Para a experiência seguinte de Nath no meio jornalístico esportivo aconteceu algo semelhante. Deysi Marques, coordenadora dela em uma agência de comunicação, a Salt, aproximou Orlando Augusto (1949-) do talento de Nathália. Cronista esportivo desde os anos 1960, o apresentador do “Jogada de Classe”, da TV Horizonte, fez uma rápida experiência com a jornalista. De bate pronto, quando Nathália pensou que estava apenas conhecendo os estúdios, Orlando a convidou para ser uma das comentaristas daquele dia. O convite logo se estendeu por vários dias e pouco tempo depois, ainda em 2019, ela foi fixada como comentarista.
A sede da emissora de televisão da Arquidiocese de Belo Horizonte fica no bairro Dom Cabral, na região noroeste. Nathália trabalhava no Buritis, na região oeste. Para que pudesse fazer esse deslocamento, ela teve o horário de almoço ampliado e ao fim do dia, trabalhava após o horário normal de expediente na agência. Em outubro de 2020 ela trocou o programa pelo “Abrindo o jogo”, na mesma emissora.
Nath Fiuza, em janeiro de 2020, no estúdio do Jogada de Classe

Fonte: reprodução/Instagram @nath_fiuza. Disponível em: https://www.instagram.com/p/B7Y_-ilFOBo. Acesso em: 19 jun. 2023.
Outras participações voluntárias em programas esportivos foram acontecendo, como no “Meio de campo”, da TV Minas, e freelas para rádios do interior e sites esportivos. Também havia a rede de contatos de Nathália amadurecendo, como ela disse, sem nunca desistir de realmente conseguir ter seu emprego na área esportiva. Mais do que isso, era o espaço para a demonstração, na televisão e no rádio, da segurança ao performar entendimento e intimidade sobre a temática, contribuição que deu o reconhecimento a ela enquanto par – uma jornalista que poderia comentar juntamente com eles.
Na rádio de Minas
Reconhecimento transformado em inspiração. “Eu só queria ter a minha oportunidade, mas hoje eu descobri que estou trilhando um caminho para que outras também possam trilhar”, contou Nathália em entrevista ao BPR, que cita a comentarista da Globo Ana Thaís Matos como referência para ela e a geração Z, que está se tornando profissional do jornalismo.

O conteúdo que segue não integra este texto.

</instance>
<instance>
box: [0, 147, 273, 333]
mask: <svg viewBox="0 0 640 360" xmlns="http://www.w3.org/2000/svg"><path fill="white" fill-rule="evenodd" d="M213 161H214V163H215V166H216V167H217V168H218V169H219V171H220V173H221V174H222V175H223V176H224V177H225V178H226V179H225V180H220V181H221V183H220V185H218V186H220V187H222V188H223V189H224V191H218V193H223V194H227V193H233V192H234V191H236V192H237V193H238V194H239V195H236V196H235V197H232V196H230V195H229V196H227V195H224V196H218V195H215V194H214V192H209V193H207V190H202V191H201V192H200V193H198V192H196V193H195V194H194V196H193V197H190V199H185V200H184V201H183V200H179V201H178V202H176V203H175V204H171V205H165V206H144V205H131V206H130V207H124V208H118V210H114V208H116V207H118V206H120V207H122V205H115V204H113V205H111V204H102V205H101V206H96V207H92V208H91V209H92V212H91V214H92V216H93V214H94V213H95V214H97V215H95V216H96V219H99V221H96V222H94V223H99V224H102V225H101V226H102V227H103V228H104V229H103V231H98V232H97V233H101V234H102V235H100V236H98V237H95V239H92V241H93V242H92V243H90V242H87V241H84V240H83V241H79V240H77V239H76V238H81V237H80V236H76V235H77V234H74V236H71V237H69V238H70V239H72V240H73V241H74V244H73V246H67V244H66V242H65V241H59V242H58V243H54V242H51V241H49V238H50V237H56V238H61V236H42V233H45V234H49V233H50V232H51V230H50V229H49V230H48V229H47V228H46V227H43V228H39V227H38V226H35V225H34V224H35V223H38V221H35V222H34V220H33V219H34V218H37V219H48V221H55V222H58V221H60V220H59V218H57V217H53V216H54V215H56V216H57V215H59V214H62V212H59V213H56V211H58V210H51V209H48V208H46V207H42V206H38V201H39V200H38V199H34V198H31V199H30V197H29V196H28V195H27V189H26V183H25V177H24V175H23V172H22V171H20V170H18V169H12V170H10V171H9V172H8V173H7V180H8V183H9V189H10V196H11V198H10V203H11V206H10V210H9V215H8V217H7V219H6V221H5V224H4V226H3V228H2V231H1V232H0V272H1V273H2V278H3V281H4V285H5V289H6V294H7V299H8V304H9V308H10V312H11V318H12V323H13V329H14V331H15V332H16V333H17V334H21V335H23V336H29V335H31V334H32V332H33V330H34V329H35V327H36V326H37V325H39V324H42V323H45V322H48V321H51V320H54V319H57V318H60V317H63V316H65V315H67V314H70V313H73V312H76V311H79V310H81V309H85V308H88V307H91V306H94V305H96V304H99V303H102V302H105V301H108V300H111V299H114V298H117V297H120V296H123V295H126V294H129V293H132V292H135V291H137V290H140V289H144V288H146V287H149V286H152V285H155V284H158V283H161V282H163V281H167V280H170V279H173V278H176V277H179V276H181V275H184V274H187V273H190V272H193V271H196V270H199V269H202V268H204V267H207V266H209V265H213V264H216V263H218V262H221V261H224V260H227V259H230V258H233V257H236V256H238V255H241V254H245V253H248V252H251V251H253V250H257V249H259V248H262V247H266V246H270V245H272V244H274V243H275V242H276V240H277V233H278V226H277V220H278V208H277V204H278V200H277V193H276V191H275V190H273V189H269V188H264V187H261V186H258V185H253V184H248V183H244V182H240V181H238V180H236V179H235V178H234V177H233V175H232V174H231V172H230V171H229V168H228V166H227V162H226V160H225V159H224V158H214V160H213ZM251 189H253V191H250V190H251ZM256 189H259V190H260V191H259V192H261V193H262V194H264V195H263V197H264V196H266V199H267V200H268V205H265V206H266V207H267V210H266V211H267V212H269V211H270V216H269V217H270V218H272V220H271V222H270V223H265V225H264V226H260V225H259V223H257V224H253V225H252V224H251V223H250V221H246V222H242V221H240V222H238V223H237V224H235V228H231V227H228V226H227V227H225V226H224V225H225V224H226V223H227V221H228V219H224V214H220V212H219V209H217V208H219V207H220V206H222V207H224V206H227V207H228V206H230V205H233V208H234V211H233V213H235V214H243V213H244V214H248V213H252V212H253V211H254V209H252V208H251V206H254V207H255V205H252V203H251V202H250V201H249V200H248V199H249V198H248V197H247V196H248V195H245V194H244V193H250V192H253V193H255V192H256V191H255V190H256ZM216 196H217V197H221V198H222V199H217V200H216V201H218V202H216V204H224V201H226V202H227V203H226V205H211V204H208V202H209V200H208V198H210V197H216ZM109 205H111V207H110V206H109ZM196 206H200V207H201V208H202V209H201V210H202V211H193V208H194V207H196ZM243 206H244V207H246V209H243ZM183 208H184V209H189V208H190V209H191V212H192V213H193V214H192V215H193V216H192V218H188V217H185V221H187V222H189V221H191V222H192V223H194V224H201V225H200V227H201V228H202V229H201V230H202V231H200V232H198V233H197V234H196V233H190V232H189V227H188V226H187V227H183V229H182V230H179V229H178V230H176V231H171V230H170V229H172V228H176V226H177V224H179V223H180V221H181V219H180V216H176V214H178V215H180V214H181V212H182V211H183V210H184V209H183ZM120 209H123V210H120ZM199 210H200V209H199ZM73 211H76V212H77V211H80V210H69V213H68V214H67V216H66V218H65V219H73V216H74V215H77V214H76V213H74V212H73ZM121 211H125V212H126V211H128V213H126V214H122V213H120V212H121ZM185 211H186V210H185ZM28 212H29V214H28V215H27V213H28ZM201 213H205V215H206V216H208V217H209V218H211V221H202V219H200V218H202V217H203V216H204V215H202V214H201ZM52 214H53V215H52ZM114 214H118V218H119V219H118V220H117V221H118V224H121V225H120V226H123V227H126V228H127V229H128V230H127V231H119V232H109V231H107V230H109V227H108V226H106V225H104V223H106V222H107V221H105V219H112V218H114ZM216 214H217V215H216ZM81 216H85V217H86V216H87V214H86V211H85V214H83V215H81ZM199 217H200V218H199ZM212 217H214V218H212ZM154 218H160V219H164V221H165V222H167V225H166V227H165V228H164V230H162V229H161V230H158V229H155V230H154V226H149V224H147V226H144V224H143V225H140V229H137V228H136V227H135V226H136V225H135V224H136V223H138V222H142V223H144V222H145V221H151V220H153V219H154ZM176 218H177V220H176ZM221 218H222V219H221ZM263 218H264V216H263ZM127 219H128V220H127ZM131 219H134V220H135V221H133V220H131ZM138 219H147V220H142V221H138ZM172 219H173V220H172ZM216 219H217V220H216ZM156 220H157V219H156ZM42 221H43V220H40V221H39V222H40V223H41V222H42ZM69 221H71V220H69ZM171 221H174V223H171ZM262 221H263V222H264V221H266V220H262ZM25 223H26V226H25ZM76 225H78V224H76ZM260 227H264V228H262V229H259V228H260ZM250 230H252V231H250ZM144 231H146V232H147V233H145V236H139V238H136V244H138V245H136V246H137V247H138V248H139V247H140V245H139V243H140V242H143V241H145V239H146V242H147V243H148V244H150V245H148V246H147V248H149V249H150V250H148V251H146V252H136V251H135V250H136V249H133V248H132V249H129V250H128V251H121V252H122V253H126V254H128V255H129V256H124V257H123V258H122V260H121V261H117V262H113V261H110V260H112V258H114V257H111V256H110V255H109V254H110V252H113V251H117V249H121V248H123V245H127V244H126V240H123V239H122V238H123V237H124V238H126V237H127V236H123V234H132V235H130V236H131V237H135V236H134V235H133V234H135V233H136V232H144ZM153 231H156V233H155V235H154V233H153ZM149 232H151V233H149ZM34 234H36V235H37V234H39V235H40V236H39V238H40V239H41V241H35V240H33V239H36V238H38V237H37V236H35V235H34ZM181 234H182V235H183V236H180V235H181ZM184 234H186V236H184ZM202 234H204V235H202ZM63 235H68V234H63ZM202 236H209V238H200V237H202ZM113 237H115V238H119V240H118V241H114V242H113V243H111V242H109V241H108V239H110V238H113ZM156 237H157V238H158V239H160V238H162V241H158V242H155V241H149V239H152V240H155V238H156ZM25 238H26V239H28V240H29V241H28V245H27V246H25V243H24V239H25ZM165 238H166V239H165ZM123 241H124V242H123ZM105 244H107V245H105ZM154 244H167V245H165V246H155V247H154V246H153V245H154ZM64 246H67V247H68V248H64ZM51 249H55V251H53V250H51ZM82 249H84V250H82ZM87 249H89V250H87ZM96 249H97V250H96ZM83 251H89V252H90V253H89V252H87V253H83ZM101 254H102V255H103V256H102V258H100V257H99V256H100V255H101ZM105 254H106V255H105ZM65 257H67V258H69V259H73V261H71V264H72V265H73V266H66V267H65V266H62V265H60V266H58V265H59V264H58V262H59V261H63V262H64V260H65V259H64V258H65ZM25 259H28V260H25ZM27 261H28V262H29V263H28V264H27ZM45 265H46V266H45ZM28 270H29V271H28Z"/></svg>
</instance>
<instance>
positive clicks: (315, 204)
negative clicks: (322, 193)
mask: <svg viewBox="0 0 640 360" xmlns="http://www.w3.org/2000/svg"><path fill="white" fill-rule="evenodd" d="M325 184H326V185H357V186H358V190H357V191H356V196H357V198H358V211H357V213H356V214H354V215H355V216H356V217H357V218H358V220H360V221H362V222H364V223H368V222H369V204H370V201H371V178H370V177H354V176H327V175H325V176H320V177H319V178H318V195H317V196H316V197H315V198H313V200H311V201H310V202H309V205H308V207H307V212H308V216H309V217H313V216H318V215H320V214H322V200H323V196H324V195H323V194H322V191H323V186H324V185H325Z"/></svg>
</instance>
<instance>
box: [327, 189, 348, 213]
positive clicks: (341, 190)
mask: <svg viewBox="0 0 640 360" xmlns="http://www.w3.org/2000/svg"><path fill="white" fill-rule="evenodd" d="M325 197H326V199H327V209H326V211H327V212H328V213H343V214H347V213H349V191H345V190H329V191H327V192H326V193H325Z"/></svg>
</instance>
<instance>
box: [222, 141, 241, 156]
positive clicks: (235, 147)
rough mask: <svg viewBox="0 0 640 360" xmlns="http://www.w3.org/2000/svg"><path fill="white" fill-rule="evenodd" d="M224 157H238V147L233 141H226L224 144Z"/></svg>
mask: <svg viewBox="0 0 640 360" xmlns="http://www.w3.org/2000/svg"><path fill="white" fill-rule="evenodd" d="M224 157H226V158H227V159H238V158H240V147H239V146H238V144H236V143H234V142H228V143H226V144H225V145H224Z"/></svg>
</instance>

A ampla visibilidade ao trabalho de Nath foi possível quando em novembro de 2021 tornou-se comentarista esportiva da Itatiaia, a rádio de Minas, como dizia seu slogan. A intenção de ter suas contas pagas pelo trabalho em jornalismo esportivo era tanto que ela sempre lembrava, via redes sociais, para Rodrigo Fonseca, executivo do GE Minas, onde tinha sido temporária, se não havia uma vaga para ela. Foi ele quem a indicou para uma vaga para fazer parte da equipe de jornalistas que trabalharia no portal da Itatiaia, após a reformulação da empresa iniciada naquele período.
Em junho de 2021, Nathália foi contratada como redatora da editoria de Cidades do site. Não sem antes reforçar na entrevista de emprego, por diversas vezes, que entendia mesmo era sobre esporte. Informação devidamente registrada que logo foi utilizada em benefício da empresa. A Olimpíada de Verão de Tóquio, realizada entre julho e agosto, foi a primeira cobertura da jornalista para o portal. Nathália estava sendo paga, pela primeira vez, para praticar jornalismo sobre esporte. Desde então passou a ser da equipe do digital sobre esporte da Itatiaia.
Domingo, 17 de outubro de 2021. Com a proximidade da equipe de esporte da rádio e a inserção cada vez maior da rádio com o digital (site,YouTube), Nath foi convidada por Michel Angelo (1981-), diretor de esportes da rádio, para comentar na rádio em um programa estilo mesa-redonda, na ausência de jornada esportiva. No mesmo dia, o deputado estadual e vice-presidente da empresa, João Vítor Xavier (1982-) enviou breve mensagem para a jornalista. “Parabéns pela sua participação, muito bom, muito firme nas opiniões”, conta Nath no BPR.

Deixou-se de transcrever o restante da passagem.